After its PlayStation 3 trailed for years behind the Xbox 360, Sony is sitting pretty with the PlayStation 4. Not only did the PS4 beat its rival, Xbox One, at U.S. retailers last month, but now we know that it’s moving much faster than originally predicted.

Even though the console hasn’t yet debuted in Sony’s home country of Japan, it has sold 5.3 million units worldwide, way ahead of a forecast of five million sold by the end of March 2014. A survey out today has more good news for the console: Developers are leaning, slightly, in its direction.
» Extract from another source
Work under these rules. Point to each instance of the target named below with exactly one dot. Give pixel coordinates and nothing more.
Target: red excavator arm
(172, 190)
Specifically, 20 percent of devs surveyed by the organizers of the Game Developers Conference say they plan to release their next game on the PS4, versus 17 percent for the Xbox One and four percent for Nintendo’s Wii U. Those numbers are not mutually exclusive, though, so they include games that will be on multiple platforms.

This matters because, despite all the hype the new console hardware has received, a large and compelling library of games is what will sell the PS4 and Xbox One in the long run. The generally longer development cycles of blockbuster AAA games has led both console makers to court independent developers, to ensure a steady stream of new things to play.
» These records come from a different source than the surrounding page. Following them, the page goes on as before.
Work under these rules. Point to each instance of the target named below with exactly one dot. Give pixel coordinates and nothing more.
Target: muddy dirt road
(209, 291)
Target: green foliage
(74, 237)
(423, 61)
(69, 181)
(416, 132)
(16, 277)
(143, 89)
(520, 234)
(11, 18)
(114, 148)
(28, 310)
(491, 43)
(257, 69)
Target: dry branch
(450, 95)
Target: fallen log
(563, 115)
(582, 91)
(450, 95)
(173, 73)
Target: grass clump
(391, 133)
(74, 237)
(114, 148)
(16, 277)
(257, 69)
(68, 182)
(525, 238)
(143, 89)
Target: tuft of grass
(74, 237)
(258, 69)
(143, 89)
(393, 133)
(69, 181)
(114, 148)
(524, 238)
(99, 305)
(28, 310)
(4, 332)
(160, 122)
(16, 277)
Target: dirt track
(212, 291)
Interest in both Sony’s and Microsoft’s consoles is up over the same survey last year, in which only about 11 percent of developers affirmed their commitment to the unreleased consoles. However, already-low interest in the Wii U has dropped even further, down from 6.5 percent, in the wake of Nintendo’s continuing woes.

The big overall winners in the GDC survey, once again, were mobile and PC as target platforms, although interest in the PC is up from 49 percent to 52 percent year over year, while mobile interest dropped from 58 percent to 51 percent.

The 2,600 survey respondents all attended last year’s GDC. This year’s will be held once again in San Francisco, the week of March 17.